Un de ses proches, témoin de l’interpellation, a indiqué que celle-ci a eu lieu vers 14 heures (GMT et locales), à la veille de la fête de l’Aïd, et a été menée « par des éléments de sécurité, dont des policiers et des militaires encagoulés ». « C’était violent car les fidèles qui étaient autour de lui se sont opposés, ce qui a provoqué une tension », a poursuivi ce proche. Un autre proche a déploré « des blessés parmi les fidèles musulmans lors de l’arrestation ».

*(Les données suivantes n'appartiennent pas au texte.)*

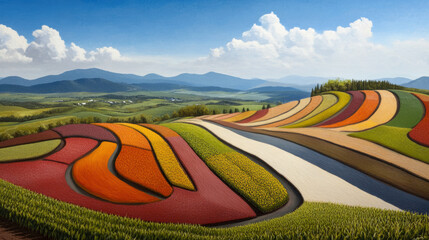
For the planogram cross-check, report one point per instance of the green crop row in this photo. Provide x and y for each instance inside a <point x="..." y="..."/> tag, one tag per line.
<point x="252" y="181"/>
<point x="59" y="220"/>
<point x="329" y="107"/>
<point x="27" y="151"/>
<point x="395" y="138"/>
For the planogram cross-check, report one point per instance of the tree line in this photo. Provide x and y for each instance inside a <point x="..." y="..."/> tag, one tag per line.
<point x="352" y="85"/>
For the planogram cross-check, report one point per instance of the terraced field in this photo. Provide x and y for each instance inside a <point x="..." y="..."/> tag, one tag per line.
<point x="361" y="154"/>
<point x="391" y="124"/>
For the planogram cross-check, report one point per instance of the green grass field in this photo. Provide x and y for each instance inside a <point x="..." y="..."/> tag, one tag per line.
<point x="394" y="134"/>
<point x="60" y="220"/>
<point x="249" y="179"/>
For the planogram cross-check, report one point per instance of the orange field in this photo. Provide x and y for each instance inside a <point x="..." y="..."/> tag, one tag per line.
<point x="92" y="174"/>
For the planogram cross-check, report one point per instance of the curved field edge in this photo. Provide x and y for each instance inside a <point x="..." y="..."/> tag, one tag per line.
<point x="252" y="181"/>
<point x="377" y="167"/>
<point x="327" y="221"/>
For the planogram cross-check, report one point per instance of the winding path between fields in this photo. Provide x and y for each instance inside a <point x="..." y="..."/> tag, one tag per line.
<point x="317" y="177"/>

Des centaines de manifestants dispersés au gaz lacrymogène
Il y a deux jours, un enregistrement d’un enseignement de l’imam Kindo avait été largement relayé sur les réseaux sociaux. Il y dénonçait l’adoption, en mars, d’un projet de loi encadrant l’exercice des libertés religieuses au Burkina Faso et avait appelé les autorités à « se questionner davantage sur la portée de leurs actes avant d’agir ». « Que chacun se méfie et s’abstienne de vouloir interdire les prières dans les lieux publics. Que tu sois chef ou homme fort, tu n’as ni la force ni la puissance de Dieu », déclarait-il notamment.
Quelques heures après son interpellation, des centaines de personnes ont manifesté à Ouagadougou, exigeant sa libération, selon des habitants. La manifestation a été dispersée à coups de gaz lacrymogène, selon un manifestant joint par l’AFP. La FAIB a invité « l’ensemble des fidèles musulmans au calme, à la retenue et à la sérénité ».
Depuis l’arrivée au pouvoir d’Ibrahim Traoré, plusieurs disparitions marquantes de voix critiques du régime ont été rapportées. Le Burkina Faso justifie notamment sa politique répressive par la guerre qu’il mène depuis plus d’une décennie contre les groupes jihadistes présents dans une grande partie du pays.